V-STaR: Training Verifiers for Self-Taught Reasoners
This addresses a bottleneck in self-improvement for LLMs, offering a more efficient method for enhancing reasoning and code generation tasks, though it is incremental as it builds on existing self-improvement frameworks.
The paper tackles the problem of discarding incorrect solutions in self-improvement methods for large language models by proposing V-STaR, which trains a verifier using both correct and incorrect solutions to select the best candidate at inference, resulting in a 4% to 17% test accuracy improvement over existing approaches on code generation and math reasoning benchmarks.

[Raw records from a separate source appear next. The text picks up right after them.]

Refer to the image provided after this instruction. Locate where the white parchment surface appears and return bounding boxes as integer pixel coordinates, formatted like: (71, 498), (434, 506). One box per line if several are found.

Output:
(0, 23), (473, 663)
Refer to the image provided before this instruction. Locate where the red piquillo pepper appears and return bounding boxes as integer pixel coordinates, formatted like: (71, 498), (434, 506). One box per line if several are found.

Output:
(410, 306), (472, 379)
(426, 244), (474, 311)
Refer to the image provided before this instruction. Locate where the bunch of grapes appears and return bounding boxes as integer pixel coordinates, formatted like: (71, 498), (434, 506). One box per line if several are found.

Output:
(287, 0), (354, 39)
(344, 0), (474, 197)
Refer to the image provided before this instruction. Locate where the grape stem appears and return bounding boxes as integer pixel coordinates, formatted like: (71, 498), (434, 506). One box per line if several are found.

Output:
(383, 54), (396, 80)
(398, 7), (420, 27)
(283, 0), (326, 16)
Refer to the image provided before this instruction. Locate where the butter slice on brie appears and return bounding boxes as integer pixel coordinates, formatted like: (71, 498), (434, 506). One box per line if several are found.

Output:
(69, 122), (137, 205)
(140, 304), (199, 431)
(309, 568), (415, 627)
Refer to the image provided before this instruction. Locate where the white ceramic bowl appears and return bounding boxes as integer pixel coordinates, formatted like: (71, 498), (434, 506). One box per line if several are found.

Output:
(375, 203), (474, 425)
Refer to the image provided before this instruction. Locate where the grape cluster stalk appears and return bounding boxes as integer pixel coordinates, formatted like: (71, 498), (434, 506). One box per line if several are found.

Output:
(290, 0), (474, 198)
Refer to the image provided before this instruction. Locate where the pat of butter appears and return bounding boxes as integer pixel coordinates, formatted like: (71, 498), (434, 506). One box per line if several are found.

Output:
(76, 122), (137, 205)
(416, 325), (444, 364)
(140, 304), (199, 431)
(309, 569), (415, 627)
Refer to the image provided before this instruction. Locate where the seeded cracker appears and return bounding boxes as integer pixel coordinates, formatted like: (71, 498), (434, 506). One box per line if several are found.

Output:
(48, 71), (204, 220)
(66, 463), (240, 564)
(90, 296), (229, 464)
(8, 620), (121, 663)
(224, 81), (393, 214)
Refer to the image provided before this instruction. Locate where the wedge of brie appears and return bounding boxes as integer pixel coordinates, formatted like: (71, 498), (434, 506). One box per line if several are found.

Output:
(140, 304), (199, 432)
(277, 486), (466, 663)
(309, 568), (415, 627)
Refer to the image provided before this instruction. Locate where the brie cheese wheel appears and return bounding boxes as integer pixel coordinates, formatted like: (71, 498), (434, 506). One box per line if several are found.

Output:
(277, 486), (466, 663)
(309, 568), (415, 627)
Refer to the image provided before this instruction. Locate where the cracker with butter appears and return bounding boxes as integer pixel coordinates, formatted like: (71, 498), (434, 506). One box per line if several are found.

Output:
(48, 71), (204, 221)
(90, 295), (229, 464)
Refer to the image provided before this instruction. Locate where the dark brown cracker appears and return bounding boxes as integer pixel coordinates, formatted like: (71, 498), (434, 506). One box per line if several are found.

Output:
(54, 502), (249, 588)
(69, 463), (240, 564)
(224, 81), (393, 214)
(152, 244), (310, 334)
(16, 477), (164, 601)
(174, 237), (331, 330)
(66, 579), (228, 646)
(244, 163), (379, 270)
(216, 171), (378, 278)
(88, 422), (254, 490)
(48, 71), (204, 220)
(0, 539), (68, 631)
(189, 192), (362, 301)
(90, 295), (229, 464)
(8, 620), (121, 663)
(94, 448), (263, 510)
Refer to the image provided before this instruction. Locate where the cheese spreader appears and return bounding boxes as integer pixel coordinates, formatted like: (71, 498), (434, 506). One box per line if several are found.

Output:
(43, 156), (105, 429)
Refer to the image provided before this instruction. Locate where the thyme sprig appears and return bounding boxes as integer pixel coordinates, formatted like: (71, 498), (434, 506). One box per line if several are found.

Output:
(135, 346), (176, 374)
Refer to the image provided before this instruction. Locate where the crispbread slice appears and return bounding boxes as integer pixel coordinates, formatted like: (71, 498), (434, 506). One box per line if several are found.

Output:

Common self-improvement approaches for large language models (LLMs), such as STaR, iteratively fine-tune LLMs on self-generated solutions to improve their problem-solving ability. However, these approaches discard the large amounts of incorrect solutions generated during this process, potentially neglecting valuable information in such solutions. To address this shortcoming, we propose V-STaR that utilizes both the correct and incorrect solutions generated during the self-improvement process to train a verifier using DPO that judges correctness of model-generated solutions. This verifier is used at inference time to select one solution among many candidate solutions. Running V-STaR for multiple iterations results in progressively better reasoners and verifiers, delivering a 4% to 17% test accuracy improvement over existing self-improvement and verification approaches on common code generation and math reasoning benchmarks with LLaMA2 models.